While arts might seem poles apart from the business world, Ms Broadbent is passionate about bringing together people from different fields with the aim of expanding their mindset.

“I’ve always believed in unlocking the power of diversity and inclusion,” she said. “I am passionate about creating a more inclusive society and a less divided country. Exposing business people to the world of arts encourages them to recognise talent in a different form.

“It is very satisfying, to find you can make a contribution and an impact on issues you believe in.”

During her time at the helm of UOW, where she has served as both Chancellor and Chair of the University Council, Ms Broadbent oversaw the expansion of the University’s research impact and its ties to the worlds of arts and business.

She has guided a number of innovative projects that have seen UOW increase its reputation on a national and international stage, including the Sustainable Buildings Research Centre; Early Start Research and Discovery Space; the SMART Infrastructure Facility; iAccelerate; Molecular Horizons; and now the partnership between the University and the Ramsay Centre for Western Civilisation.
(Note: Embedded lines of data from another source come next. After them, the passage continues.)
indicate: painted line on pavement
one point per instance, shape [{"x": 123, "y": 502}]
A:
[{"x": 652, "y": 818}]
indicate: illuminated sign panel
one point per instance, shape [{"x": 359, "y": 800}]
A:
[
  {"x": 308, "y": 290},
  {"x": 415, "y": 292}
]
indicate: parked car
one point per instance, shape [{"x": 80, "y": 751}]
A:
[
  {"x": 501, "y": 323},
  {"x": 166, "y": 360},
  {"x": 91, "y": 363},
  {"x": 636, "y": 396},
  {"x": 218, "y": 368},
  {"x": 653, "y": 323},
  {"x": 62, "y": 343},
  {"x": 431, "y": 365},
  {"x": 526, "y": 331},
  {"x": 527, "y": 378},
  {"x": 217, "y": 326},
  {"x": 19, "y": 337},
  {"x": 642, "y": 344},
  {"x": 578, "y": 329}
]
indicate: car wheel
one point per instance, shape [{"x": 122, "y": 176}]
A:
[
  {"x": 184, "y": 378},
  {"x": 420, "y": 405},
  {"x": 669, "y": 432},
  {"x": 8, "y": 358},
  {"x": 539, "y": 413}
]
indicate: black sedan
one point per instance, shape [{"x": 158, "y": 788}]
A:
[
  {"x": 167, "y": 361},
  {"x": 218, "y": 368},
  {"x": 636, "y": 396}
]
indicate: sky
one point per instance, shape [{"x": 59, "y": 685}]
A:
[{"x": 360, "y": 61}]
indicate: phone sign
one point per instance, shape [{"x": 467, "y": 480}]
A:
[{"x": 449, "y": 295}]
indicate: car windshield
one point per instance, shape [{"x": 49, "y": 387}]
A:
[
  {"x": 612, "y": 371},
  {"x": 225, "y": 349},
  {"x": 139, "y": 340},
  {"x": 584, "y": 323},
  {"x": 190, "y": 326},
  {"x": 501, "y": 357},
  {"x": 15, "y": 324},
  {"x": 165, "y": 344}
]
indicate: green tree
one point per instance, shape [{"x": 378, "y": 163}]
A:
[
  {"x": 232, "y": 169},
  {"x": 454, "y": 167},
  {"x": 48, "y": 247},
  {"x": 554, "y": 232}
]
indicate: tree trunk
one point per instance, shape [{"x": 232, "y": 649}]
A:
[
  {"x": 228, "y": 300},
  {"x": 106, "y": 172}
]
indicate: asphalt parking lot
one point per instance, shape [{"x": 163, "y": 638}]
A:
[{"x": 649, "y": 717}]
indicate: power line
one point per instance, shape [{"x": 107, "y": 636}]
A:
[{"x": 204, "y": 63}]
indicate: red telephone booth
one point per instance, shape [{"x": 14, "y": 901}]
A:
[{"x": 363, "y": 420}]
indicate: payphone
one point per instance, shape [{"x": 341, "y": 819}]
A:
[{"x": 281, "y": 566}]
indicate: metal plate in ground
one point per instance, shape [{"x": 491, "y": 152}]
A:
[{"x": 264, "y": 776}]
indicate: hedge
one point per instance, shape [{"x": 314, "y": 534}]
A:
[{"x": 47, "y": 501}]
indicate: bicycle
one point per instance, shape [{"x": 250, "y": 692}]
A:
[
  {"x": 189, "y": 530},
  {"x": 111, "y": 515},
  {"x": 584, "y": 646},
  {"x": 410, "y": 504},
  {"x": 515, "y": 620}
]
Ms Broadbent is incredibly proud of all that UOW has accomplished during her tenure.

“I am constantly surprised and delighted by the achievements of our academics and graduates,” she said. “It’s a matter of staying the course and continuing to build on the great work that is underway. It is a very competitive global market, but we continue to improve in our rankings year after year.

Ms Broadbent points to the University’s success in the Solar Decathlon in China in 2013, which UOW won, and in Dubai in 2018, where UOW placed second, as highlights of her term.

“I am also proud that UOW is the first recipient of the Ramsay Centre's funds to develop the degree in Western Civilisation. Our concept is gaining global endorsements, and it reflects UOW’s adaptability and constructive approach. We are looking forward to having our first students in 2020.

“Early Start is another area where UOW is really ahead of the game and making an impact on a global stage.”

Ms Broadbent at the launch of the South Western Sydney Campus in Liverpool, in 2017. Photo: Paul Jones


One of her proudest achievements has been her involvement with the Clean Energy Finance Corporation (CEFC), a $10 billion fund set up by the Australian Government in 2012 to invest in clean energy and energy efficiency. She was the inaugural Chair of the CEFC, and played a key role in achieving its financial and policy outcome success.

“Clean energy is a global dynamic that Australia has to be a part of. We are a new country, we pick up and adapt new technologies well, but for some reason we can't come together on this,” she said. “We need to take advantage of the opportunities in this area.”

For Ms Broadbent, giving back to the community has been ingrained in her from an early age, although she demurs when asked to name her achievements.

“My dad instilled in me that I need to make a contribution. He said ‘You’ve been given an education, knowledge and skills, you need to give back rather than just use those for yourself’,” she reflected.

“I’ve always stayed very active and engaged and used the skills I’ve developed. I’ve been fortunate to work with some very smart people and teams.

“I’ve never had very specific goals, but I’ve had an open mind to people and opportunities.

“I think everyone should make a contribution to their community, but sometimes you have to look to find those opportunities.”